1872年、12年間滞在したロシアを離れ、アントン・ルビンシュテインとともにアメリカ合衆国での大規模な演奏旅行を行った。8か月の間に二人は215もの公演を行ったのだ。ヴィエニャフスキはこの後1874年までアメリカに残り、有名な歌手パウリーナ・ルカとのコンサート活動を続けた。1874年にヨーロッパに戻った彼はブリュッセル音楽院で教鞭を執ることになった。1877年まで同職にあったが、彼の生徒の中にはウジェーヌ・イザイの名がある。
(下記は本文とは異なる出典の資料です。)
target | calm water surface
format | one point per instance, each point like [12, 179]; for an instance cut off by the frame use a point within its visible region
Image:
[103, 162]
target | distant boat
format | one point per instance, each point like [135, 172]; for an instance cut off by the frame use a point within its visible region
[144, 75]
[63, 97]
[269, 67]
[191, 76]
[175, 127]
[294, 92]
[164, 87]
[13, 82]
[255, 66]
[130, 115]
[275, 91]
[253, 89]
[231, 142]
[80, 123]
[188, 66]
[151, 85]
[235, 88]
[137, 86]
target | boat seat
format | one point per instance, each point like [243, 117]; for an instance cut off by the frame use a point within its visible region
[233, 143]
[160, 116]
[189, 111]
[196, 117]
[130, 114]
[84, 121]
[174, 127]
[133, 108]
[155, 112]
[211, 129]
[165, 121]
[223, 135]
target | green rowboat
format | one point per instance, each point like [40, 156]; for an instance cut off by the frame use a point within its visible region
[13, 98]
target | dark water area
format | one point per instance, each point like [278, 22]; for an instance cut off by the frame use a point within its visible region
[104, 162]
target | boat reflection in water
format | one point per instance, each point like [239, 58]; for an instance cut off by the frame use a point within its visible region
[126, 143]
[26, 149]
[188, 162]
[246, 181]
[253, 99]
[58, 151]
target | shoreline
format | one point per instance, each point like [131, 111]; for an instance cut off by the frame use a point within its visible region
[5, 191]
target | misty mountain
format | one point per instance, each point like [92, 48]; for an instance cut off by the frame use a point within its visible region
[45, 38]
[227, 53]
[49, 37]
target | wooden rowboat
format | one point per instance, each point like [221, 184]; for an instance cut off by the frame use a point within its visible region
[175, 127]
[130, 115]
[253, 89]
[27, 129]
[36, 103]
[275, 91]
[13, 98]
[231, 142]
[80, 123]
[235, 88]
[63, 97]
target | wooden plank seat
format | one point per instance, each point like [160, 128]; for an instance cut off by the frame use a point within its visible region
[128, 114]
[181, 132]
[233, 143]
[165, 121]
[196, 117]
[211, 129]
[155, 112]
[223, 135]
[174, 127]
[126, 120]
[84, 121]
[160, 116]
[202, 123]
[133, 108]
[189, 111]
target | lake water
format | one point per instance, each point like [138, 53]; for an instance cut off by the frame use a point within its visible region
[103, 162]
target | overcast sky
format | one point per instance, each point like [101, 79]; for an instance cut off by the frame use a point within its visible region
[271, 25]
心臓の病と過度の肥満のため、晩年はステージ上でも椅子に座ったまま演奏した。モスクワで没した後、亡骸はワルシャワに葬られた。彼の葬儀には4万人もの参列者があったという。

音楽
ヴィエニャフスキは目を瞠るような演奏技術を自在に操るヴァイオリンのヴィルトゥオーゾであっただけでなく抒情的な演奏でも知られ、たびたびヴァイオリンの詩人とも評された。類まれなるヴァイオリン奏者であると同時に作曲家としても音楽史に名を残しており、ヴァイオリンの超絶技巧を要する作品や抒情的な作品が多い。

ポロネーズをヨーロッパのヴァイオリン音楽界に紹介し広めたのもヴィエニャフスキの功績の一つに挙げられる。《ポロネーズ ニ長調》(作品4)や《ポロネーズ イ長調》(作品21)は今日でもよく演奏されるレパートリーとなっている。初期の頃の作品には憂愁さを帯びたものや舞曲風のサロン向けの小品が多い。彼の作品のうち最も知られ、録音や演奏会で取り上げられる機会の多いものに《ヴァイオリン協奏曲 ニ短調》(作品22)がある。作品の構想は1855年に生まれたものの、完成をみたのはその7年後となっている。これ以前に、18歳の頃に描いた《ヴァイオリン協奏曲 嬰へ短調》(作品14)は今日ではよりマイナーな存在であるが、初演当時はたちまち聴衆の熱狂を博した。翻ってニ短調の方はその価値を認められるまでに年月を要している。

典型的な超絶技巧作品として最もよく演奏されるのは《スケルツォ・タランテラ》(作品16)や、他の有名な旋律を主題にした数々の変奏曲・幻想曲である。グノーの歌劇《ファウスト》のテーマをもとにした変奏曲は数多くのヴァイオリン奏者が作曲を手掛けているが、初演から6年後にヴィエニャフスキが書いた《〈ファウスト〉の主題による華麗なる幻想曲》(作品20)が最も演奏頻度の高いものとなっている。ヴィエニャフスキの抒情性を最もよく表す作品の一つが《伝説》であり、オリジナルは管弦楽伴奏つきのヴァイオリン独奏曲だが、現在はピアノ伴奏でよく演奏される。

関連事項
ポーランドでは1935年以降、占領下の時期を除き5年ごとにヘンリク・ヴィエニャフスキ国際ヴァイオリン・コンクールが開催されている(開催地は1935年はワルシャワ、1952年以降はポズナン)。